The fact is, they have forgotten how to add value. They are followers, not leaders. They see bloggers as competition to be frozen out rather than part of an ecosystem to be nurtured as a talent pool. But who is going to give them the time of day when they pay £275k a year to Boris Johnson for his flatulence but only £50 to a blogger who does actually know their subject?

They have just sacked most of their best writers and instead rely on junior hacks without any depth or experience. The follow the media herd in reporting the dismal and shallow slanging matches from the bubble assuming that the public are more interested in that than being informed.

As it happens, you have to nurture interest in something so you need columnists who work as bloggers do, hunting in packs and developing a knowledge base. Instead they select from a narrow pool of interchangeable egos from the conservative circle jerk whose opinions I wouldn't give tuppence ha'penny for. Self-satisfied lazy people who have no inherent curiosity.

You're never going to get genuine journalistic enquiry with such a proscribed doctrinaire approach and certainly not without editorial independence. It naturally stifles good writing - not least asking people to write about things they know nothing about.

But since you can't retain a talent pool of expertise anymore because of financial constraints, you need to know where the expertise is in order to call upon it. That's where bloggers come in Bloggers tend to be monomaniacs and sponges for information. They know where all the facts and figures are. Moreover they are not entirely motivated by money. They are genuinely curious people who tend to thrive on hits and exposure. If you link out to them so they thrive then you build up a lot of good will and backlinking from them.

But the Telegraph does not link out to bloggers so it is not reciprocated. If it references bloggers at all it steals the work without attribution. Daniel Hannan and Alistair Heath do this. Let's call it what it is. Theft. And Telegraph policy is to link only to itself or sources the editors go to lunch with. If you're not in the club, you don't exist.

That is why journalism is withering on the vine and these rags are now treated with contempt by people who do actually know what's going on.
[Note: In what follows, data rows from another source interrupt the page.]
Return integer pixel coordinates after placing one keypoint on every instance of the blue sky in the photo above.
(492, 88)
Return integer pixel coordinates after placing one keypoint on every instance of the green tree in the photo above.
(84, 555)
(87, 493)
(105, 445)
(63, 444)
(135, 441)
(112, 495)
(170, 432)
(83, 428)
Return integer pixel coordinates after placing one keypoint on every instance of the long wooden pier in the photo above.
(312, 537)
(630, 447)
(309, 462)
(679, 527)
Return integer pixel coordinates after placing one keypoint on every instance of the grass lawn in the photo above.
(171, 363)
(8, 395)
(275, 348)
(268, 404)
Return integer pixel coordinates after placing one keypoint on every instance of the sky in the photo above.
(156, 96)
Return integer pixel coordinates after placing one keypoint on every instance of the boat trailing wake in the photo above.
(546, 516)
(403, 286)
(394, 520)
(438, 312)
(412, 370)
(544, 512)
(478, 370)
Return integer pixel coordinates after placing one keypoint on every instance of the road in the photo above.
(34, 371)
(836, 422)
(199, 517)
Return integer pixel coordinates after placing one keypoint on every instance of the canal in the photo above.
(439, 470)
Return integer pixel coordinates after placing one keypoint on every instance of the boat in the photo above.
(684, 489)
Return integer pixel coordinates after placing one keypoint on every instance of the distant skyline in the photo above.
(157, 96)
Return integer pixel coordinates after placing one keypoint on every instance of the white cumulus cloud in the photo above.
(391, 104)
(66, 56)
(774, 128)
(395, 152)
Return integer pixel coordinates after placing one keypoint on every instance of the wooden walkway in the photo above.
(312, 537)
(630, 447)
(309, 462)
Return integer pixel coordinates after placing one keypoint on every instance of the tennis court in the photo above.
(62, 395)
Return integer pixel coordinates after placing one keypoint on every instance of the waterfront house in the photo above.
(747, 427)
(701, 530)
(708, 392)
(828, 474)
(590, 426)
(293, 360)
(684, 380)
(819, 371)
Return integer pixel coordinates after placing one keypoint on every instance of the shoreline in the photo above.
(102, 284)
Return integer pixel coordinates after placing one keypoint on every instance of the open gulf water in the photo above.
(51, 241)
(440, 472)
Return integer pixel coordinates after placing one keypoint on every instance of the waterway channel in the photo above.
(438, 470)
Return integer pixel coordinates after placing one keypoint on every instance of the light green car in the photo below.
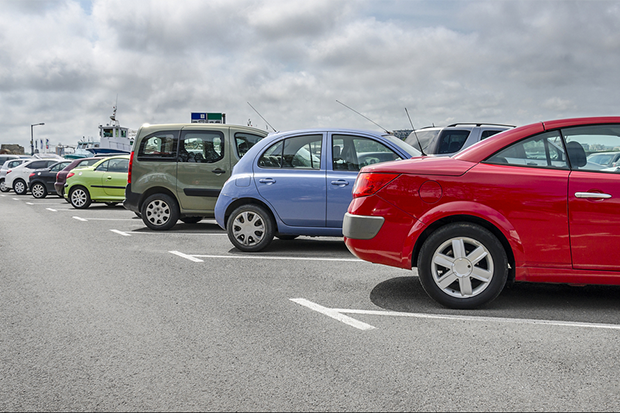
(104, 181)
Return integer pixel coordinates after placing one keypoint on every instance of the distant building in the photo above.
(11, 148)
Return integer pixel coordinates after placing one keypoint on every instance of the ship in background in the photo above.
(114, 139)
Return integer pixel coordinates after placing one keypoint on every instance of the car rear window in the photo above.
(451, 141)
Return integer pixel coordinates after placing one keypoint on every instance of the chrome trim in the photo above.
(593, 195)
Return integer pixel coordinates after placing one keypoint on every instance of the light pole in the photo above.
(32, 137)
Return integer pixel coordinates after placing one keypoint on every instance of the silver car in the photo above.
(11, 163)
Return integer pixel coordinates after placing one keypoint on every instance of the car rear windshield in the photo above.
(451, 141)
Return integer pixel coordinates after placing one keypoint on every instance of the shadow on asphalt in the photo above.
(592, 303)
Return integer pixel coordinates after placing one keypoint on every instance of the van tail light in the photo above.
(368, 183)
(130, 167)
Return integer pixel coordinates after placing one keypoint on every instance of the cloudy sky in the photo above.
(66, 62)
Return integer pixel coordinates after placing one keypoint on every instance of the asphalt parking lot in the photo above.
(97, 312)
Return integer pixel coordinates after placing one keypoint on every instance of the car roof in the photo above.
(148, 128)
(484, 149)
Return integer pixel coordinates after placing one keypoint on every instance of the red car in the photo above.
(528, 204)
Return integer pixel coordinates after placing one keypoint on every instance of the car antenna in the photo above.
(386, 131)
(414, 133)
(263, 118)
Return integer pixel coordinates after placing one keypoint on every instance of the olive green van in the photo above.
(176, 171)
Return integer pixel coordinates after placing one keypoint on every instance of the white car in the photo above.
(17, 178)
(9, 164)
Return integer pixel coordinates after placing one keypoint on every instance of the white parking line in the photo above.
(263, 257)
(335, 314)
(332, 312)
(189, 257)
(120, 233)
(164, 233)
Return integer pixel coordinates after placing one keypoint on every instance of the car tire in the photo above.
(79, 197)
(191, 220)
(38, 190)
(470, 277)
(250, 228)
(160, 212)
(20, 187)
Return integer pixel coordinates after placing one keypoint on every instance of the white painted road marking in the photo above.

The joke of it is, the model I propose would actually see writers paid properly, produce a better product and could be done cheaper.

As much as TLA bloggers are second to none on EU issues, there are specialists and contributors to global forums who could uncover an entire universe of interesting politics which gets no exposure at all. People like Justin Stares of Maritime Watch - a fascinating and vital field in its own right, and David Cenciotti of The Aviationist. Not to mention communications officers within the NGOcracy (Sandy Starr for instance) who tend to be expert in their field.

The fact is, if you are producing the goods that people can't get anywhere else and adding value, you will have a loyal and appreciative audience. Not so if all you're producing is exactly the same tat you can get anywhere. That is why the Telegraph is regarded as a joke and that is why it has to lie to advertisers. That is why it's a second rate clickbait rag dying on its arse getting by on (rapidly diminishing) brand prestige alone.

To some extent the Guardian has the right format with a slightly better attitude to the outside world, but their problem is that they think self-satisfied leftwing smugness qualifies as expertise. That cannot be corrected as it is endemic to the creed.

In a crowded market with all the rags chasing the same shrinking pond your strategy should be to nurture a new audience. You can do that by borrowing the readers of your contributors. But you only retain them if your purpose is to add value and increase understanding - and to acknowledge your critics rather than ignoring them.

For as long as our media remains a inbred, self-referential circle jerk, full of worn out preening egotists like Iain Martin, Dan Hodges and Con Coughlin it will continue to wither on the vine. But since it has such a lame attitude to the world of writing and a contempt for intellectual property I actually look forward to the day when the Daily Telegraph closes its doors for the last time. Journalism cannot thrive until these bed blockers are put out of their misery.